Antichrist : l’extrême onction de Lars von Trier
Décrié par la critique, réactions violentes de journalistes quittant la projection à Cannes, accusations de misogynie, de provocation gratuite, de violence absurde, le dernier film de Lars von Trier n’a pas fini de faire parler de lui. Nous avons voulu revenir sur le phénomène. Et tant pis pour ceux qui n’auront pas voulu le voir en salle.
Le film méritait toutes ces condamnations ! Et même pire : l’approbation d’une jeunesse fan de thriller de qualité.
A partir d’un thème douloureux mais finalement assez vu – le deuil d’un enfant et la culpabilité – Lars von Trier fait basculer son film dans le thriller, voire l’horreur. Sexe, sang, souffrance, tout aurait contribué au succès commercial. Et c’est justement pour cette raison que le film a été autant vilipendé. Mais c’est aussi en cela que réside sa force.
Il faut le dire, Antichrist est beau. Par ses couleurs, sa photo, c’est une véritable œuvre d’art qui est offerte au public. A tel point que parfois se dressent d’authentiques tableaux devant nos yeux. Une première scène en noir et blanc, sur fond d’opéra (Rinaldo de Haendel) : on ne peut s’empêcher d’être subjugué par la puissance dégagée par une scène d’amour filmée en parallèle avec une mort tragique. Eros et Thanatos, d’entrée de jeu, le ton est donné. Toute la relation entre Charlotte Gainsbourg et Willem Dafoe est fondée sur cette tension entre pulsion de mort et de désir.
Antichrist, Eden, le film entier est tissé sur l’alliance de ces deux références antinomiques.
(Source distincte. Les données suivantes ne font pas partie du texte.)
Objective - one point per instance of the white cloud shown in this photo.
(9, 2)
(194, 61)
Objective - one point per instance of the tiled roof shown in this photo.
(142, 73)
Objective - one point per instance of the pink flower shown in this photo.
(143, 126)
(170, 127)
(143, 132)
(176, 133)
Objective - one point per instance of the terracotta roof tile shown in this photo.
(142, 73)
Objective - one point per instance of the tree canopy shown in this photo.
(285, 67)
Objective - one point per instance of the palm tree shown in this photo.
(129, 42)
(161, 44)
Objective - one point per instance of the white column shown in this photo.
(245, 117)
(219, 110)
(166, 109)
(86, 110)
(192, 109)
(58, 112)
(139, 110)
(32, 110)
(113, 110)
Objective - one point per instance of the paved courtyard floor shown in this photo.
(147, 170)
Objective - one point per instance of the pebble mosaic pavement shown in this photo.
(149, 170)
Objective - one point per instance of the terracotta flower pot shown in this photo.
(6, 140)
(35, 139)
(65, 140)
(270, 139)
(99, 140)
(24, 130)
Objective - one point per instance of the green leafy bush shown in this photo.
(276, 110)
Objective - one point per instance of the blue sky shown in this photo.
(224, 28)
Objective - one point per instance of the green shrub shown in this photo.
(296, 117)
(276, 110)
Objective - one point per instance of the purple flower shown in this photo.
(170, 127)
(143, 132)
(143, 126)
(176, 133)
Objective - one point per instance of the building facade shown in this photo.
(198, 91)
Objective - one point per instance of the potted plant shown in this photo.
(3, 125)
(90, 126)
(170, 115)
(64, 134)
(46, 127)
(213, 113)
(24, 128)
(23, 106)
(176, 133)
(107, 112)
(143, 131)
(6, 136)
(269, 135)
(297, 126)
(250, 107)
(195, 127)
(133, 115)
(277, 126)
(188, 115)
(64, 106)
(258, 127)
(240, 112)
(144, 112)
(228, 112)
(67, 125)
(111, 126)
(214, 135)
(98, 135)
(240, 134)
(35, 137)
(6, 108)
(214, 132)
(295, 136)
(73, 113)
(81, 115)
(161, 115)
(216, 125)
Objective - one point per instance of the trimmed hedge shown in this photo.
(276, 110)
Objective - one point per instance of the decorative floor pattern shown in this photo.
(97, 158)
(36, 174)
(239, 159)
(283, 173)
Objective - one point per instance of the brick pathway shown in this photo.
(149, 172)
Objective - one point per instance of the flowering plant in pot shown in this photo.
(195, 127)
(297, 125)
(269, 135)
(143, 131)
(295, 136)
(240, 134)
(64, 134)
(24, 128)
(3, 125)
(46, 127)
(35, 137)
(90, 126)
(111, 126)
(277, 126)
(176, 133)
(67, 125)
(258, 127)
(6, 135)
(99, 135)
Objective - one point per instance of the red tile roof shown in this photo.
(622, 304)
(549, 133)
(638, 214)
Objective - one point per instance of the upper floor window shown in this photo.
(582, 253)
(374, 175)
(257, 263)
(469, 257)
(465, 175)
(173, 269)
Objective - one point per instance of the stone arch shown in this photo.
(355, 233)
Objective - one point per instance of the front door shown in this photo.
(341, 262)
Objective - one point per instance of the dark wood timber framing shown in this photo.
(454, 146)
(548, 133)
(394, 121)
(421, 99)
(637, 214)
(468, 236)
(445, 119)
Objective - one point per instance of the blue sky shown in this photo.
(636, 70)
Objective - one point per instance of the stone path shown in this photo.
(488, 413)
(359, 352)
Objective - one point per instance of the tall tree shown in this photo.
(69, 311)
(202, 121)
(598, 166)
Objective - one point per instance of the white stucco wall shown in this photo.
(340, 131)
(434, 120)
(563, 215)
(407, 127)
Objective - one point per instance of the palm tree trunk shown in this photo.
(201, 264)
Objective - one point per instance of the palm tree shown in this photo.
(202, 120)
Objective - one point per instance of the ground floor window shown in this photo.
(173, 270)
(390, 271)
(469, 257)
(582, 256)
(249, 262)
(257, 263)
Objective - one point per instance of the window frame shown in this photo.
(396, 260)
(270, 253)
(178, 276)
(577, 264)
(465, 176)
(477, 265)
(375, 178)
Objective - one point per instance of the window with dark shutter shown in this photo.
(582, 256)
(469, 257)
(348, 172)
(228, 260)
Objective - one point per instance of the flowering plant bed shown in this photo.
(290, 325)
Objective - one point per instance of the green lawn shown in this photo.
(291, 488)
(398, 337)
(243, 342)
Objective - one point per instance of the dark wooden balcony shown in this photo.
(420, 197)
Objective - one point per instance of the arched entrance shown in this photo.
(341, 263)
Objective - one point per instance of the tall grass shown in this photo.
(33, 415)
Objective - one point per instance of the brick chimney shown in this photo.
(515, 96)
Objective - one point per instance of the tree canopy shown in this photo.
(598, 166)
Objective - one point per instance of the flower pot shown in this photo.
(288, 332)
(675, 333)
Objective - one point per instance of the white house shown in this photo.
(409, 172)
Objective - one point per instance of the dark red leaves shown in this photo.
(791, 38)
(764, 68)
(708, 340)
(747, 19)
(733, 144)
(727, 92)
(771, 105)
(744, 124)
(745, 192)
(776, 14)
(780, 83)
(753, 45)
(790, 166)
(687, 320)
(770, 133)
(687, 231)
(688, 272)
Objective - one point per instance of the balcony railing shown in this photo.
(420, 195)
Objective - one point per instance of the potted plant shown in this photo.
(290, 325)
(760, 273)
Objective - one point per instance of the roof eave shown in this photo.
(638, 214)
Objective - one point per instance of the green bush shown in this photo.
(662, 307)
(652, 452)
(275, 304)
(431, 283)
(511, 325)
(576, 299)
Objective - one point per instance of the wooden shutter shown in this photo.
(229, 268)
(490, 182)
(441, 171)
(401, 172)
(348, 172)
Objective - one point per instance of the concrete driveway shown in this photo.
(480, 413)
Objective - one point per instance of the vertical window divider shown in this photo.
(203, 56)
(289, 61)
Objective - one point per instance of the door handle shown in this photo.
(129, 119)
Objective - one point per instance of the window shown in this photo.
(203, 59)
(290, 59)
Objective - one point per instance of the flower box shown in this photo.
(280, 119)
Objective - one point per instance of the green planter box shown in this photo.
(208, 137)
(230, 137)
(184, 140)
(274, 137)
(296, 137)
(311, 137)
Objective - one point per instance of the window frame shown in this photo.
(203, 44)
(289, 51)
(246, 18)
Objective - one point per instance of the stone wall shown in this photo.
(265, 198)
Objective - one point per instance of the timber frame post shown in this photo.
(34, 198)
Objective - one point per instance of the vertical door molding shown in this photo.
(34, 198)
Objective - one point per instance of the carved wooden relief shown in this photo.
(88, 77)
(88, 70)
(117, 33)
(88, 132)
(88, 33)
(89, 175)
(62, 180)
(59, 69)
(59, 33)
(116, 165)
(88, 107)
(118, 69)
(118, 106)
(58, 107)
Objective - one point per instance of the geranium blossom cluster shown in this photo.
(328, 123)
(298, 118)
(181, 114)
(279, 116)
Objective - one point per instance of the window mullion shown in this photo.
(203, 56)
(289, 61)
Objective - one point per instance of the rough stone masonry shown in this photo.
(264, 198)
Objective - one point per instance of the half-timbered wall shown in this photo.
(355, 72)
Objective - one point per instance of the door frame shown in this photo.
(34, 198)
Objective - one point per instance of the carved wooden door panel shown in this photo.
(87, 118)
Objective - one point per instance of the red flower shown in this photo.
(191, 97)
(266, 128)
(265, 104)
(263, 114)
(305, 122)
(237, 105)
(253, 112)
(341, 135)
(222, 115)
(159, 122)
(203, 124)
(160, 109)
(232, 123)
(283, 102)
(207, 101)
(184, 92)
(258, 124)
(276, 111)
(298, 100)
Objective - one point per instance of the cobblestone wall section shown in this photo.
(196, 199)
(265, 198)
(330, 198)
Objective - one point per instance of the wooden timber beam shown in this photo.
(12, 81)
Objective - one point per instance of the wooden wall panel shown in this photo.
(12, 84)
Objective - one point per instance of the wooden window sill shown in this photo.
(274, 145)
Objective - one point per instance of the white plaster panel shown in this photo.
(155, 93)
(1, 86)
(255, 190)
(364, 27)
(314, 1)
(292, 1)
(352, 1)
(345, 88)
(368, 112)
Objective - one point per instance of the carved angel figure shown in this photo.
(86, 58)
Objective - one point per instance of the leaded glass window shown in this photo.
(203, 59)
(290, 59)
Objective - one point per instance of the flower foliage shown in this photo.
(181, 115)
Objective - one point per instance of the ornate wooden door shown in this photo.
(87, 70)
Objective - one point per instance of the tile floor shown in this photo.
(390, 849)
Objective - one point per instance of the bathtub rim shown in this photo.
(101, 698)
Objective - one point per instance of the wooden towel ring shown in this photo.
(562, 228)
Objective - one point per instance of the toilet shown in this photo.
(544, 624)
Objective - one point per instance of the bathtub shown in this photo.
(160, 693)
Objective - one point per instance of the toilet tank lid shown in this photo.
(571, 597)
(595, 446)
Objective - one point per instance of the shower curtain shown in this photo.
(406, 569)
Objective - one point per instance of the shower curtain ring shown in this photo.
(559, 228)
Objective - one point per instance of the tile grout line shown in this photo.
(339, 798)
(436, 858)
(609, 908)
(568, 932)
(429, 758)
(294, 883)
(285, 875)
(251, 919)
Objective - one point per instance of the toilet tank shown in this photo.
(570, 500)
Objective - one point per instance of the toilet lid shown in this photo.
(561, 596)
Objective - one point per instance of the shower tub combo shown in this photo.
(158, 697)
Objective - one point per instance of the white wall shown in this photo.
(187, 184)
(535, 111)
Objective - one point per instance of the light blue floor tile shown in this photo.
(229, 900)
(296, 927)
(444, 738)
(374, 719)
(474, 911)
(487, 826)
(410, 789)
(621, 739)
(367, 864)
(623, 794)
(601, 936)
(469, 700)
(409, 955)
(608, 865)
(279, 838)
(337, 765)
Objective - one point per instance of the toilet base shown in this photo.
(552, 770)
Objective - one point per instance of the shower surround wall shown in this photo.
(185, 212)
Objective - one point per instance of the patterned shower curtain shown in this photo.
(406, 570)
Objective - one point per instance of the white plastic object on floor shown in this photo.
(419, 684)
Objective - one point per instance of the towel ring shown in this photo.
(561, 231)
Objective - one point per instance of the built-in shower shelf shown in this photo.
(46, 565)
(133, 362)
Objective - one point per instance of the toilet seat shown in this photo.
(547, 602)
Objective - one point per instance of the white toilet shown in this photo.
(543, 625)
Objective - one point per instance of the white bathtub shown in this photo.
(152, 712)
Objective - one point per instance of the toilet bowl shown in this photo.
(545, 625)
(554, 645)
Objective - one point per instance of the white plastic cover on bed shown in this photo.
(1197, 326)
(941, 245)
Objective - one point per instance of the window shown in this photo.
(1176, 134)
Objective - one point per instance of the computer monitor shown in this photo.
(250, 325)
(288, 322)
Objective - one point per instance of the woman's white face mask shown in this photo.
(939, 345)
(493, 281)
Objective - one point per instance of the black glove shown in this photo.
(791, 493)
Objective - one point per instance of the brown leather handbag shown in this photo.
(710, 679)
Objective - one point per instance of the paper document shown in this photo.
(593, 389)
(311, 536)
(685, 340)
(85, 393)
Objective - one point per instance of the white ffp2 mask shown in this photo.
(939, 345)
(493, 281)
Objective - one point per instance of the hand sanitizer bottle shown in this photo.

Ici, chaque élément de cet univers est relié : les apparitions fantastiques de bêtes sauvages, le bruit des glands qui tombent sur le toit, le tout rythmé par une musique oppressante qui ouvre et clôt le film.
Satan se fait jour à Eden (c’est dans cette forêt que le couple fait le deuil de leur enfant), la comparaison chrétienne pourrait s’arrêter là. Car s’il y a bien un combat entre le bien et le mal, les catégories en sont bouleversées. Les références aux gynocides et aux chasses aux sorcières du XVIème siècle annoncent la violence castratrice, le besoin de punir. Mais est-ce le péché de chair qui est expié ? Ou simplement la folie du deuil qui fait son chemin ? Jusqu’au bûcher final, les références christiques ne cessent de confondre le spectateur.
Confronté à l’innommable, sa réaction ne peut être qu’excessive. A l’instar de certains, il quitte la salle horrifié, ou alors reste dans son fauteuil jusqu’au bout, partagé entre sa stupeur face à l’indicible et son envoûtement devant la beauté paradoxale qui se dégage de ce film. La deuxième option est résolument recommandée.